A cura di Teresa Maria Sgaramella
LaRIOS, Dipartimento FISPPA, Università degli Studi di Padova
Nel panorama internazionale, sia nella ricerca che nella pratica professionale, troviamo frequenti riferimenti al rehabilitation counselor, ovvero ad un professionista impegnato in “un processo sistematico mediante il quale persone con disabilità fisiche, evolutive, cognitive ed emotive vengono aiutate a raggiungere i loro obiettivi personali, professionali e di vita indipendente nel modo più integrato possibile, mediante attività di counseling” (Chan, Berven & Thomas, 2004; Rigger & Maki, 2004).
Accanto a conoscenze su modelli e procedure di assessment tipiche dell’orientamento e della progettazione professionale, sviluppa l’attività professionale sui fondamenti di seguito articolati.

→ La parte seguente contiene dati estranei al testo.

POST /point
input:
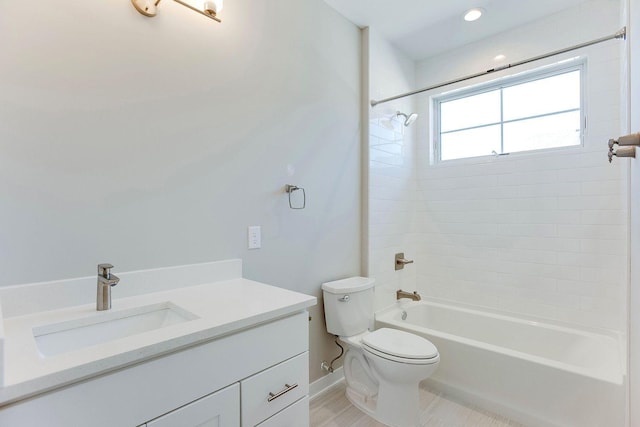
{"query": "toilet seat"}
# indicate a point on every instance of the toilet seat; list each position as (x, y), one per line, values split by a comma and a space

Una visione positiva della disabilità. Questo professionista lavora accanto al cliente per comprendere i problemi esistenti, le barriere e le potenzialità, al fine di facilitare l’uso delle risorse personali e ambientali per la carriera, l’adattamento sociale e la partecipazione di una persona con disabilità (Maki & Tarvydas, 2011). Nel portare a termine questo processo deve essere pronto ad aiutare le persone ad affrontare le richieste del contesto ma anche ad agire nel contesto perché vada incontro ai bisogni del singolo; lavora per garantire la piena partecipazione degli individui in tutti gli aspetti della società, con una enfasi particolare sulla vita indipendente e sul lavoro (Chan, Berven & Thomas, 2004). Accanto allo sviluppo e alla realizzazione personale centrata sulle caratteristiche individuali, l’attenzione sarà orientata, quindi, anche agli ostacoli e barriere che provocano disuguaglianze nelle opportunità e possibilità quali, ad esempio difficoltà di accesso all’istruzione, ai sistemi di comunicazione, al lavoro, ai servizi sanitari, ai trasporti, agli edifici pubblici ecc. (Soresi, 2016).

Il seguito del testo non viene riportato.